As President Truman noted in his letter to Johnson, the process to return Masonic property was a “long drawn out process" after the war. The matter was finally settled in 1960 in an out of court settlement mediated by American ambassador James David Zellerbach. Starting that year, the Grand Orient of Italy regained use of a wing in the Palazzo Giustiniani. Twenty-five years later, in 1985, the organization moved to its current location, the Villa del Vascello on the Janiculan, a hill in western Rome.
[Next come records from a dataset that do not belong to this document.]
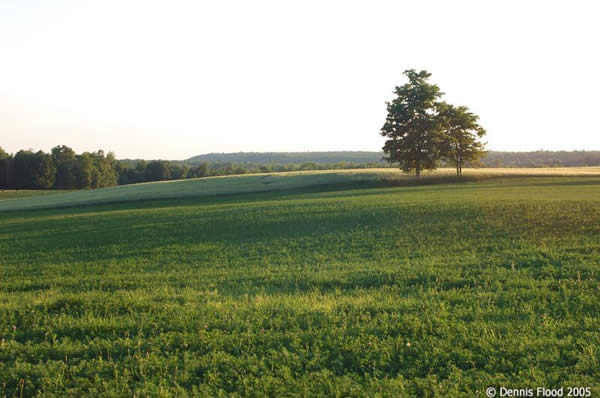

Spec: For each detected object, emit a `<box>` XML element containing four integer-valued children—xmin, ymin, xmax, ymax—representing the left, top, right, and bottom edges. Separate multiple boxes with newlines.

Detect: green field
<box><xmin>0</xmin><ymin>171</ymin><xmax>600</xmax><ymax>397</ymax></box>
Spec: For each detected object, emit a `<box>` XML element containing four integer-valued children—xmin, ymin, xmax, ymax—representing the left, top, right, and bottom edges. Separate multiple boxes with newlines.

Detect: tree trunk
<box><xmin>456</xmin><ymin>154</ymin><xmax>460</xmax><ymax>177</ymax></box>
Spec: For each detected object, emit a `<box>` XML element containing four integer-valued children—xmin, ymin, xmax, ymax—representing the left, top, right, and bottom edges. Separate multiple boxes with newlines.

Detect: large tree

As for Truman and Johnson, these two Freemasons, along with many other American and European Freemasons, helped European Freemasonry rise from the ashes after the war.  

 


Captions

Letter from President Harry S. Truman to Melvin M. Johnson, 1948 August 3. Collection of the Scottish Rite Masonic Museum and Library, SC 069.

 


References

“Freemasonry and Fascism in Italy.” The Builder 8, no. 8 (1927) : 244-248. Accessed: 11 March 2022. http://www.phoenixmasonry.org/the_builder_1927_august.htm

“Freemasonry and Fascism in Italy.” The Builder 8, no. 9 (1927) : 257-264. Accessed: 11 March 2022. http://www.phoenixmasonry.org/the_builder_1927_september.htm

“Grande Oriente d'Italia,” n.d. Accessed: 11 March 2022. https://it.wikipedia.org/wiki/Grande_Oriente_d%27Italia

Johnson, Melvin M. Advance copy of the allocution of the M. P. Sovereign Grand Commander Melvin M. Johnson, 33° : to be delivered at the one hundred thirty-eight Annual Meeting of the Supreme Council, 33° : Philadelphia, Pennsylvania : September 26, 1950. [Boston, Mass.] : Supreme Council 33°, Northern Masonic Jurisdiction, U.S.A., 1950.